Tape Around Large Obstructions
Some wall obstructions require too much time and effort to remove and later replace. Or you may cause damage to the walls by removing them. Unless you are making extensive whole-room remodels, you may find it easier to mask them off with painter's tape or masking film:
- Crown molding
- Trim around windows and doors
On an 8-foot by 15-foot wall, you can expect to finish taping crown molding, baseboards, one door, and one window in about a half hour.
Use Top-Quality Paint
Purchasing low-quality paint seems like a great idea on paper, but not so much when it's on the wall. Poor paint requires multiple coats and it might still end up peeling and chipping on you. Because interior walls are so visible, many homeowners find it worthwhile to buy top-quality paint, even when the price is higher.
Purchase Professional-Level Painting Tools
- Larger Rollers: Speed up your rolling time by 50 percent by using wider roller frames and covers. The most popular width on the consumer market is 12 inches because it is easier to handle. But if you are strong enough, using an 18-inch roller will considerably speed up your painting. If you are painting many walls, it will be worth it to use a larger roller. But for just one or two walls, use a conventional 12-inch roller.

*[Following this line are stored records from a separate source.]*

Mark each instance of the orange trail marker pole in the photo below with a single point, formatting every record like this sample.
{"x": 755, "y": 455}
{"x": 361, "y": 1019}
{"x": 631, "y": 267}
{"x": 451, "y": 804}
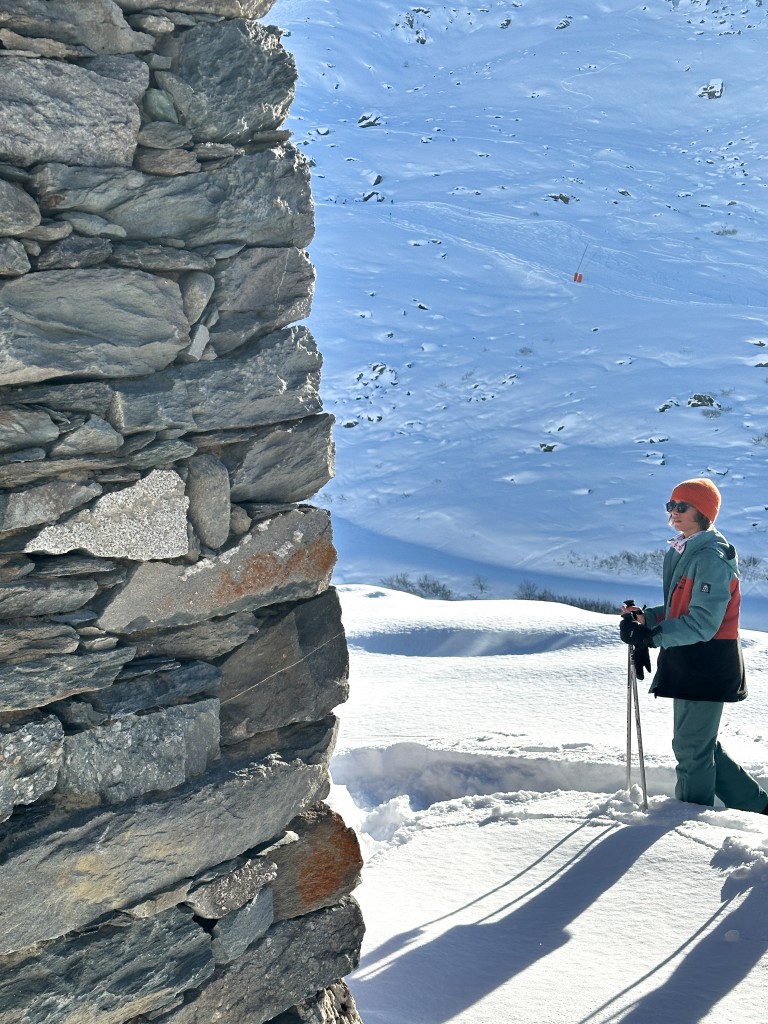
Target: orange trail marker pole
{"x": 578, "y": 275}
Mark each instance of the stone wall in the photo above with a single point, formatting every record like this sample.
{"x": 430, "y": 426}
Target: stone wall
{"x": 171, "y": 650}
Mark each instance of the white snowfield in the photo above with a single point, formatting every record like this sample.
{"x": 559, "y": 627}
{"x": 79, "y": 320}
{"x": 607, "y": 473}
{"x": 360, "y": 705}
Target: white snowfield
{"x": 510, "y": 877}
{"x": 499, "y": 421}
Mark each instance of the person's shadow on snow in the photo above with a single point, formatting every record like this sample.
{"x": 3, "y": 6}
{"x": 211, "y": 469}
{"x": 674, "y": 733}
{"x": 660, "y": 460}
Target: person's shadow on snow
{"x": 434, "y": 981}
{"x": 438, "y": 979}
{"x": 714, "y": 966}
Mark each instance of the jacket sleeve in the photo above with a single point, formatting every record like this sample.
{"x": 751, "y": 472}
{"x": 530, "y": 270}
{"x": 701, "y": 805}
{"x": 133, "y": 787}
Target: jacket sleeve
{"x": 653, "y": 615}
{"x": 710, "y": 584}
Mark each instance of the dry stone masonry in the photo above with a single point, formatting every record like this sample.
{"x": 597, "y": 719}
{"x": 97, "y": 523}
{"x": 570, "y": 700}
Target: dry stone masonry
{"x": 171, "y": 650}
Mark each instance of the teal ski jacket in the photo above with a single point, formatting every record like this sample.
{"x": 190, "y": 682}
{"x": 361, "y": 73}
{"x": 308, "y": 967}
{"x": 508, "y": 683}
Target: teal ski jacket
{"x": 696, "y": 628}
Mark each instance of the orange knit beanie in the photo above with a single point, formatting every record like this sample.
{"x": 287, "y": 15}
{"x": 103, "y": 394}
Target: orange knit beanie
{"x": 699, "y": 493}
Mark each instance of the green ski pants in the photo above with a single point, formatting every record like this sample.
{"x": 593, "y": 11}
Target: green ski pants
{"x": 704, "y": 769}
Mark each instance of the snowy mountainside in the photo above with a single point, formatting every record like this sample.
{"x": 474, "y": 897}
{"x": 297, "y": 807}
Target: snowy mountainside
{"x": 468, "y": 160}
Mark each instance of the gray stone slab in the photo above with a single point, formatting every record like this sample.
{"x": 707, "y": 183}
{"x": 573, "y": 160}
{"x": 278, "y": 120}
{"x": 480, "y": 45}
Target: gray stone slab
{"x": 208, "y": 493}
{"x": 142, "y": 754}
{"x": 225, "y": 8}
{"x": 294, "y": 670}
{"x": 197, "y": 289}
{"x": 210, "y": 639}
{"x": 18, "y": 211}
{"x": 110, "y": 974}
{"x": 285, "y": 462}
{"x": 166, "y": 162}
{"x": 31, "y": 753}
{"x": 90, "y": 862}
{"x": 95, "y": 436}
{"x": 157, "y": 686}
{"x": 49, "y": 597}
{"x": 163, "y": 135}
{"x": 235, "y": 933}
{"x": 43, "y": 503}
{"x": 144, "y": 521}
{"x": 55, "y": 111}
{"x": 104, "y": 323}
{"x": 272, "y": 380}
{"x": 294, "y": 961}
{"x": 13, "y": 258}
{"x": 144, "y": 256}
{"x": 93, "y": 226}
{"x": 228, "y": 81}
{"x": 96, "y": 25}
{"x": 23, "y": 428}
{"x": 36, "y": 683}
{"x": 261, "y": 199}
{"x": 73, "y": 252}
{"x": 259, "y": 291}
{"x": 49, "y": 230}
{"x": 287, "y": 557}
{"x": 231, "y": 890}
{"x": 131, "y": 71}
{"x": 23, "y": 641}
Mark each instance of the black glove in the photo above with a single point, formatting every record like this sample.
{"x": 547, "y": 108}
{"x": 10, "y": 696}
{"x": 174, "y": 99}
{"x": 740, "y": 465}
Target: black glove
{"x": 634, "y": 633}
{"x": 641, "y": 660}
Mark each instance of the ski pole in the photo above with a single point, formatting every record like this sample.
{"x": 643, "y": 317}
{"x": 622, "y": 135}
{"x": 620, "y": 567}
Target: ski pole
{"x": 632, "y": 697}
{"x": 641, "y": 759}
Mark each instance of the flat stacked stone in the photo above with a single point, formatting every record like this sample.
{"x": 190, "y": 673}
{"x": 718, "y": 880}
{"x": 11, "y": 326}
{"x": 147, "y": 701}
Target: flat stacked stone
{"x": 171, "y": 650}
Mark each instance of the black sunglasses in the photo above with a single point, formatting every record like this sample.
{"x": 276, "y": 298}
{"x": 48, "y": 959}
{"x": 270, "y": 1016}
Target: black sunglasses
{"x": 678, "y": 507}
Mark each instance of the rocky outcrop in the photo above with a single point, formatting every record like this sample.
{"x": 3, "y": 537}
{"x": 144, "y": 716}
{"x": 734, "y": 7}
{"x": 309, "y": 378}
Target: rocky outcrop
{"x": 171, "y": 648}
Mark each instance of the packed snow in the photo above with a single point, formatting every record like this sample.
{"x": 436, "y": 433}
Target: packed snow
{"x": 510, "y": 875}
{"x": 541, "y": 302}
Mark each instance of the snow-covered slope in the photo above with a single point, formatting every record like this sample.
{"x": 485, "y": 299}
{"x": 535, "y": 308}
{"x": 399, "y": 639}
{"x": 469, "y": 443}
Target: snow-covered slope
{"x": 496, "y": 417}
{"x": 509, "y": 875}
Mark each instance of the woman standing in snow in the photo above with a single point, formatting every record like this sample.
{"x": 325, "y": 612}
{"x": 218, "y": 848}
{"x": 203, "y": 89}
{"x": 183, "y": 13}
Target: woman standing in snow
{"x": 699, "y": 659}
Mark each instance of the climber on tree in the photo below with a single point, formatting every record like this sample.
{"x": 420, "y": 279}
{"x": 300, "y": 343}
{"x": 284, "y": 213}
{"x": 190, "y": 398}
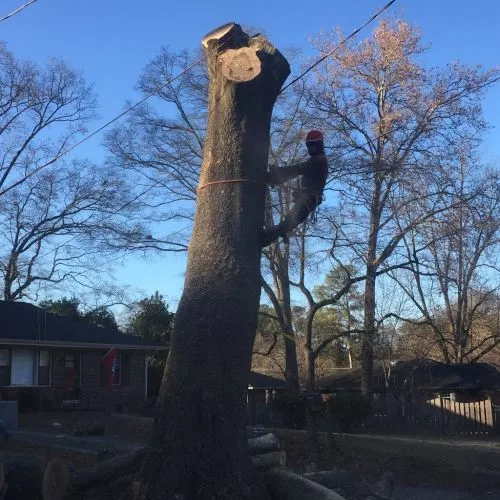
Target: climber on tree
{"x": 314, "y": 173}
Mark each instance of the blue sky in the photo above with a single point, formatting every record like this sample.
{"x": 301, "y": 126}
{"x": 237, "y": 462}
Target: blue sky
{"x": 111, "y": 41}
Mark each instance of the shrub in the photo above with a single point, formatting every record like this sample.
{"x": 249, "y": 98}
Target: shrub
{"x": 292, "y": 407}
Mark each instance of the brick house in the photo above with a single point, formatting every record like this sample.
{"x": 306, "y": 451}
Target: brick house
{"x": 56, "y": 362}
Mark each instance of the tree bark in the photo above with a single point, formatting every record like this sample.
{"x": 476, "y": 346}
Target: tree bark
{"x": 199, "y": 448}
{"x": 370, "y": 298}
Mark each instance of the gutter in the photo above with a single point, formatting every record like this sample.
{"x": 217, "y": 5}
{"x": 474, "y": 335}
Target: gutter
{"x": 87, "y": 345}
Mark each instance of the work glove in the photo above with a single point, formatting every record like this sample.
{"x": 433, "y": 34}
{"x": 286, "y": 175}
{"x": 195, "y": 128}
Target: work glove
{"x": 273, "y": 175}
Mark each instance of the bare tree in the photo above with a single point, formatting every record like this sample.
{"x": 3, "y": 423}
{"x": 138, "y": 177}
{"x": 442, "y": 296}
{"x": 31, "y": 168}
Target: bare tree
{"x": 199, "y": 447}
{"x": 394, "y": 125}
{"x": 42, "y": 111}
{"x": 55, "y": 229}
{"x": 162, "y": 155}
{"x": 453, "y": 283}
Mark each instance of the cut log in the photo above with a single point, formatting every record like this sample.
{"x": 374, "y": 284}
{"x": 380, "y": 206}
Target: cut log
{"x": 283, "y": 483}
{"x": 263, "y": 444}
{"x": 55, "y": 480}
{"x": 267, "y": 460}
{"x": 3, "y": 486}
{"x": 107, "y": 471}
{"x": 24, "y": 478}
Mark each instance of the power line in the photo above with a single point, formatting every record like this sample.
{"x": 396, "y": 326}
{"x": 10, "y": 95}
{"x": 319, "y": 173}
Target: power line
{"x": 161, "y": 87}
{"x": 19, "y": 9}
{"x": 102, "y": 127}
{"x": 346, "y": 39}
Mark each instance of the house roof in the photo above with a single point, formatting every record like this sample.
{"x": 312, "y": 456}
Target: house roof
{"x": 27, "y": 324}
{"x": 418, "y": 374}
{"x": 261, "y": 381}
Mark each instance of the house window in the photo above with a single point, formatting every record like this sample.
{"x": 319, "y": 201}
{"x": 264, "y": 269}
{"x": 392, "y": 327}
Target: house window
{"x": 4, "y": 367}
{"x": 116, "y": 370}
{"x": 43, "y": 368}
{"x": 111, "y": 368}
{"x": 24, "y": 367}
{"x": 125, "y": 368}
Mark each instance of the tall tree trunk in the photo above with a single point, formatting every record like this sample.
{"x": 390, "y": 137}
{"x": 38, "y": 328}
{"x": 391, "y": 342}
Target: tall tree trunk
{"x": 284, "y": 297}
{"x": 370, "y": 298}
{"x": 199, "y": 448}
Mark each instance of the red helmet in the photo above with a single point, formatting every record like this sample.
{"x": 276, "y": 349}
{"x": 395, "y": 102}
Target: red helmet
{"x": 314, "y": 135}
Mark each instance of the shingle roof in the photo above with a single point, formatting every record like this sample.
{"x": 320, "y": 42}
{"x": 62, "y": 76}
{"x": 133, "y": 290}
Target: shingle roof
{"x": 25, "y": 323}
{"x": 412, "y": 375}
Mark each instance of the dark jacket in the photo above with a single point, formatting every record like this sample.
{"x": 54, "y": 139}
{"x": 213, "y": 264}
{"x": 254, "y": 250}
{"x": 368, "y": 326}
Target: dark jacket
{"x": 314, "y": 172}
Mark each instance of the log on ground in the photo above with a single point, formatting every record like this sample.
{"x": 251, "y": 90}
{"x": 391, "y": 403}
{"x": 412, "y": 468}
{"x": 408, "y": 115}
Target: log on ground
{"x": 263, "y": 444}
{"x": 286, "y": 485}
{"x": 268, "y": 460}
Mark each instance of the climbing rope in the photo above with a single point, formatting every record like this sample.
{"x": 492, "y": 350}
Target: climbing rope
{"x": 230, "y": 181}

- Masking Film: Professional painters often use plastic masking film to cover adjacent walls, ceilings, and windows. Static electricity holds this super-thin plastic to the surface. Some masking film comes with an attached edge of painter's tape.

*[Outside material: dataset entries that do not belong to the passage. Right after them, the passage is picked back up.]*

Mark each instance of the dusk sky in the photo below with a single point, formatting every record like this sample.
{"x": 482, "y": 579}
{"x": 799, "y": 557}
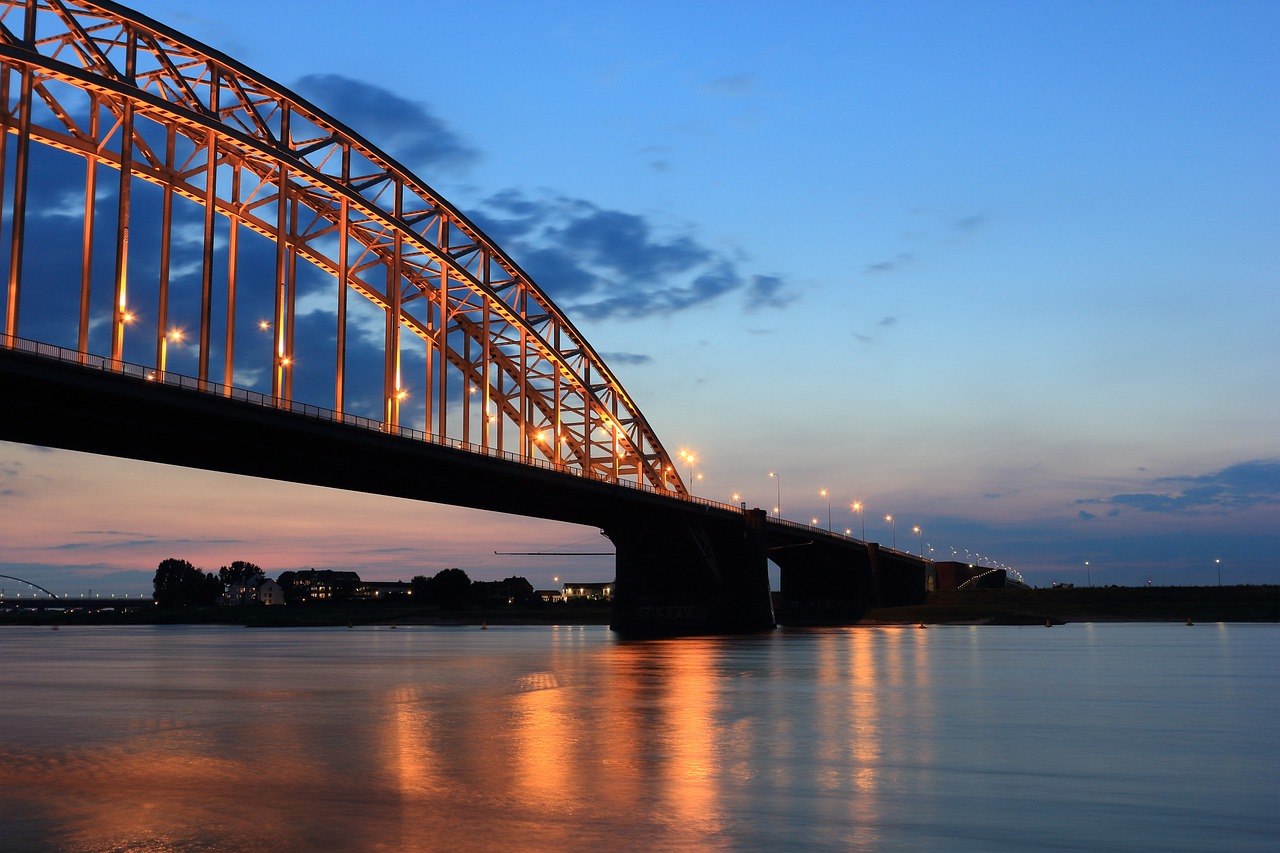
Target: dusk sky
{"x": 1005, "y": 270}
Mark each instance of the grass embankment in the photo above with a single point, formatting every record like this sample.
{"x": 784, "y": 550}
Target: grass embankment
{"x": 976, "y": 606}
{"x": 1089, "y": 605}
{"x": 325, "y": 614}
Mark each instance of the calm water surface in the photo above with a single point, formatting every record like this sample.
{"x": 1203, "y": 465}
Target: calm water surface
{"x": 1074, "y": 738}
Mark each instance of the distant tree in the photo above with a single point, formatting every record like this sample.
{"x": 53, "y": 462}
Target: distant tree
{"x": 520, "y": 589}
{"x": 449, "y": 584}
{"x": 291, "y": 592}
{"x": 179, "y": 584}
{"x": 237, "y": 573}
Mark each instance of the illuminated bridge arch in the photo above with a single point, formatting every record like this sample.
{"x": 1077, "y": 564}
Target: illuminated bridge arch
{"x": 199, "y": 219}
{"x": 32, "y": 584}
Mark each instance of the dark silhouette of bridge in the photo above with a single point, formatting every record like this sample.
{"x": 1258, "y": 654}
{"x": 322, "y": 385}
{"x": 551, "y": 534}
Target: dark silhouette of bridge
{"x": 433, "y": 369}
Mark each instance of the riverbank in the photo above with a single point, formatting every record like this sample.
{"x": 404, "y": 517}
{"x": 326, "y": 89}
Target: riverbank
{"x": 978, "y": 606}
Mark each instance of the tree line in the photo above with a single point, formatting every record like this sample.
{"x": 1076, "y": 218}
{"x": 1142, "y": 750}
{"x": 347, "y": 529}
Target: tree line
{"x": 181, "y": 584}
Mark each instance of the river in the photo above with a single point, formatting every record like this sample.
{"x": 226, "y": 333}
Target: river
{"x": 1082, "y": 737}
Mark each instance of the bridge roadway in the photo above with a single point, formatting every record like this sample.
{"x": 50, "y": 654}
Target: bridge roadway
{"x": 682, "y": 566}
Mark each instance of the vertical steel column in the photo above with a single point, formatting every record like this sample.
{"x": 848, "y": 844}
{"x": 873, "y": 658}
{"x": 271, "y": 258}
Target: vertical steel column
{"x": 484, "y": 369}
{"x": 4, "y": 147}
{"x": 87, "y": 246}
{"x": 291, "y": 297}
{"x": 232, "y": 270}
{"x": 556, "y": 393}
{"x": 119, "y": 311}
{"x": 19, "y": 186}
{"x": 278, "y": 357}
{"x": 443, "y": 332}
{"x": 469, "y": 391}
{"x": 165, "y": 247}
{"x": 206, "y": 265}
{"x": 341, "y": 368}
{"x": 526, "y": 445}
{"x": 392, "y": 354}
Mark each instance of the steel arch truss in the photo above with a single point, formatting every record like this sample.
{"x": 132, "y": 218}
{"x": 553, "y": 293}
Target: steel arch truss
{"x": 503, "y": 364}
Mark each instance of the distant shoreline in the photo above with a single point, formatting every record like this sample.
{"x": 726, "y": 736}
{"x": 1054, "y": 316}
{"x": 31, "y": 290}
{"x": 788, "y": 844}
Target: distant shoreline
{"x": 969, "y": 607}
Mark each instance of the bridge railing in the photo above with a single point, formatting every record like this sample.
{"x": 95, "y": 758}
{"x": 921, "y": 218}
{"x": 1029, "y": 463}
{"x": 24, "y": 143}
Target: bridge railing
{"x": 320, "y": 413}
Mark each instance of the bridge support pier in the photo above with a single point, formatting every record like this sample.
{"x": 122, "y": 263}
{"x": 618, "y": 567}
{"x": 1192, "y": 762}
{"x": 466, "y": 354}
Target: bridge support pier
{"x": 690, "y": 578}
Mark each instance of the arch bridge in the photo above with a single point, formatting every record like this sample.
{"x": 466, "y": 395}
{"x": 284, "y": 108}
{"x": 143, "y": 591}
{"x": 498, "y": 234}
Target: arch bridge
{"x": 202, "y": 268}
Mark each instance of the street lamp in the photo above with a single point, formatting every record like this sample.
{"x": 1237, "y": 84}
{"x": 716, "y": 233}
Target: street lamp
{"x": 689, "y": 457}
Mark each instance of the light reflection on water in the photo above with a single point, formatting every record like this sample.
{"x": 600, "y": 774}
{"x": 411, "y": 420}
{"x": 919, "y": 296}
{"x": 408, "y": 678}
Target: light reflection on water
{"x": 1083, "y": 737}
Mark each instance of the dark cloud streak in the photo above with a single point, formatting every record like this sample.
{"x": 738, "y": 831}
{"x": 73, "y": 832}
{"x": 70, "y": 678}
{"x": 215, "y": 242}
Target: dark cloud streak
{"x": 1239, "y": 487}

- Canvas Dropcloth: Plastic sheeting is fine for covering furniture and other areas where you will not be walking, but for underfoot, a canvas dropcloth provides a more solid place to stand. In addition, it can be reused.
Use a Strong Light Source
Few pro painters will be found without a set of work lights. By shining them on the wall you are painting, you get a clear visual of how well the paint is going on. Ceiling lights will not do the job. A couple of LED work lights, each rated at 4,000 lumens and found at your local home center, are an inexpensive way to shine a white, color-correct light on your wall.

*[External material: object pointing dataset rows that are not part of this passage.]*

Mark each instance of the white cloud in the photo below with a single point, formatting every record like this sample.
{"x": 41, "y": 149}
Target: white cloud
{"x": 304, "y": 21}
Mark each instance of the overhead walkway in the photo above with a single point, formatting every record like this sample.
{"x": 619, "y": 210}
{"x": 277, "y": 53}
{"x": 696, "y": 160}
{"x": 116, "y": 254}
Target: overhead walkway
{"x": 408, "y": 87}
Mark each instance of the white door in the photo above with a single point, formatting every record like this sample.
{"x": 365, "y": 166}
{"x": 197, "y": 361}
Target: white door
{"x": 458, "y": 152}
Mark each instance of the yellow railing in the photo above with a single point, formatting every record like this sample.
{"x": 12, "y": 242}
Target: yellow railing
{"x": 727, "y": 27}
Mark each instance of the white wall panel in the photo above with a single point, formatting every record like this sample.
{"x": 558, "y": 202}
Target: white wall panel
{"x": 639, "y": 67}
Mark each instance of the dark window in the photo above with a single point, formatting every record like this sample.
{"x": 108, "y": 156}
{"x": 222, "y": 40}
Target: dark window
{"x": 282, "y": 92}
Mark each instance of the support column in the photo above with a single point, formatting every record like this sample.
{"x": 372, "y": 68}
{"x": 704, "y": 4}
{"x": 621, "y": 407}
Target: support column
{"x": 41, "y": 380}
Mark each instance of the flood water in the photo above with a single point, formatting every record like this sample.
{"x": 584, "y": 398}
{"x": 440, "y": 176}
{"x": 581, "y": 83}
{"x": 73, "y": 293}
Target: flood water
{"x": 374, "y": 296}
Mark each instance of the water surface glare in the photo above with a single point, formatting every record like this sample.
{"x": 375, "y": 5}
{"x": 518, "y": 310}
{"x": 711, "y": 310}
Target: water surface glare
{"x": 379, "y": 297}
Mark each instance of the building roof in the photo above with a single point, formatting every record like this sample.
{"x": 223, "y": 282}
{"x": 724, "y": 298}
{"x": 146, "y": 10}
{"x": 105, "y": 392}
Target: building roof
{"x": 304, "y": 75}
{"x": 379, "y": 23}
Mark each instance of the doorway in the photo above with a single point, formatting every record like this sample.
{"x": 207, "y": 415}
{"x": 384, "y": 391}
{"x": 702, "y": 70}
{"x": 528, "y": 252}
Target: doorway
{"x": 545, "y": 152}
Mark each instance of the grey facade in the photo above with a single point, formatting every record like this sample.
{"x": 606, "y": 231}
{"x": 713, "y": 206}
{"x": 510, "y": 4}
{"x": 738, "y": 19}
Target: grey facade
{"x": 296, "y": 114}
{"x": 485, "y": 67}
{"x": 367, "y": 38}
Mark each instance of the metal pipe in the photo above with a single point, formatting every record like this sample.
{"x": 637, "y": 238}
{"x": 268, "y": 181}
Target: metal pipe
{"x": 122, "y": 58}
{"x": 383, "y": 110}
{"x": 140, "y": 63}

Use Painter's Tape or the Cutting in Technique
Run long, uninterrupted strips of painter's tape along the juncture between the wall and ceiling, wall and adjacent walls, and along the top of the baseboards. If the wall has a door or window, run the tape around the door or window trim.
Professional painters, though, tend to use the freehand cutting-in method. This tape-free procedure requires a steady hand and a trim brush.
Paint the Edges
Paint a 4-inch swath along the edges with a 2-inch trim brush by dipping the brush lightly into the paint can, wiping off the excess, then painting alongside and slightly on the painter's tape.
If using the cutting-in technique, paint the edges about 4 inches inward, as well.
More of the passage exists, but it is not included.